I'm dyslexic and dyspraxic, I got 25% extra time plus 15mins to read the paper (no writing during that time) and was given the option to use a computer but never did. For essays I got a proof reader. For exams I got a note on my paper saying I can't loose marks for spelling or grammar. The educational psychologist also suggested if I get a lower than predicted mark I should be given a verbal test but my uni never approved it. If I didn't get these things I'm entirely sure I wouldn't have gotten a degree.
It has nothing to do with intelligence and it's not about ability either. It's about the way they access ability not being appropriate for the way my brain works. Exams and essays about demonstrating your knowledge/understanding. They way they are done and how they are marked might not be perfect but they are designed to give people an effective way of doing that demonstration. For people with certain disabilities it's just not at all an effective way for them to demonstrate knowledge/understanding so adjustments are made. The adjustments aren't perfect either but they make it more reasonable.
Different people experience disabilities differently, but for me it's thing like:
My thoughts are non-linear, you can get away with that more when speaking but when writing a factual essay not so much. It's like a film where the timeline jumps about, that's how the structure of essays come to me and it makes total sense to me. But I need to put it into regular time line so that takes me more time than someone who doesn't.
I can't process written letters into the meaning it conveys as quickly or accurately as a non-dyslexic person. Misreading one word in a question could totally change your understanding of it and result in answering wrongly. For most people that'd be a silly mistake but for me it's pretty much expected to happen regularly. So if I have 15mins to read the questions and nothing else to focus on, no option to be tempted to just get on with it, then I can read them several times to ensure I know what each word is.
When I read my own writing back I don't see the mistakes. Part of my adaptation to be able to read at the expected level well is my brain fills in blanks of what should be there by guessing to make it make sense when what the immediate processing of the text doesn't make sense. It's not something I'm aware of doing, it just happens, it's a subconscious part of how I read. But then when In read my own work it's like my brain has auto-corrected so I'm practically unable to see the mistakes in my spelling and grammar. It's not even that I don't know what is right or wrong, I do, but even that took me longer to learn than most because of the not seeing . So if a proof reader reads my essay then they can see these things and tell me what's wrong with it.
I can't see how there's anything unfair about me having those.

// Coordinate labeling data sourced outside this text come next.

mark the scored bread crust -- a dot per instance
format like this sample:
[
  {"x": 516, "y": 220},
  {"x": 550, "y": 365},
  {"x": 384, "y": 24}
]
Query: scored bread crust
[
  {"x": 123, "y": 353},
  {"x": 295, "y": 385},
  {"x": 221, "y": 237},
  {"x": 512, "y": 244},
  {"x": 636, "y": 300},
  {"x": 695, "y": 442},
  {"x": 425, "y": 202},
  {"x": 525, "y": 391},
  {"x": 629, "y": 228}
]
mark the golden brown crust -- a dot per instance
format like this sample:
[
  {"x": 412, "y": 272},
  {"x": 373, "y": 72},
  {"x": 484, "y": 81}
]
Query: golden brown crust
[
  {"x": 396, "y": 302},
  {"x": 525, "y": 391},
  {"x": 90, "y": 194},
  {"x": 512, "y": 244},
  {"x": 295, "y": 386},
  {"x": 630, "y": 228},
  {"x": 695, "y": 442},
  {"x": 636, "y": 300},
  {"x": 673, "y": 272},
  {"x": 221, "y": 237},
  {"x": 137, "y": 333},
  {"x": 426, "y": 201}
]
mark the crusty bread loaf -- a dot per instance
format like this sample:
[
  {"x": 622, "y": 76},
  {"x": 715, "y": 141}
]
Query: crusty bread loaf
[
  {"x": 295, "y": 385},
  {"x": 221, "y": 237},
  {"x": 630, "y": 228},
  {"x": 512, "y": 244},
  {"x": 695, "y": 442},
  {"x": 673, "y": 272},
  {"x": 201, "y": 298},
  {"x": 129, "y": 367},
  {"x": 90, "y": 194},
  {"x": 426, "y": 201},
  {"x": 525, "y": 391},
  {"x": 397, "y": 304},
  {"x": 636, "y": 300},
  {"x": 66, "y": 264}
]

I also don't think you should go around saying certain people don't deserve the adjustment because you don't know what's going on in their head. I wasn't diagnosed until I got to uni, I got good grades in everything up until Higher English which is when my disadvantages weren't just over came by being intelligent enough to do the work anyway. But those grades weren't the best grades I could have got or the grades I really deserved no matter how good they were. It's not about people being able to do well, it's about giving people a fair opportunity to achieve their potential. Yet if I were diagnosed early then it would have been easy for people to see me as getting unfair advantage because I never came across as obviously someone with learning disabilities- all of my teachers never referred me for assessment.
The people who decide who gets what adjustments know what they are doing- assuming no school/exam board is daft enough to let someone unqualified decide- and disabilities aren't essay to fake because they are more complex than some list of indicators. Sure human error happens in everything but just because you don't see why it's justified doesn't mean it isn't.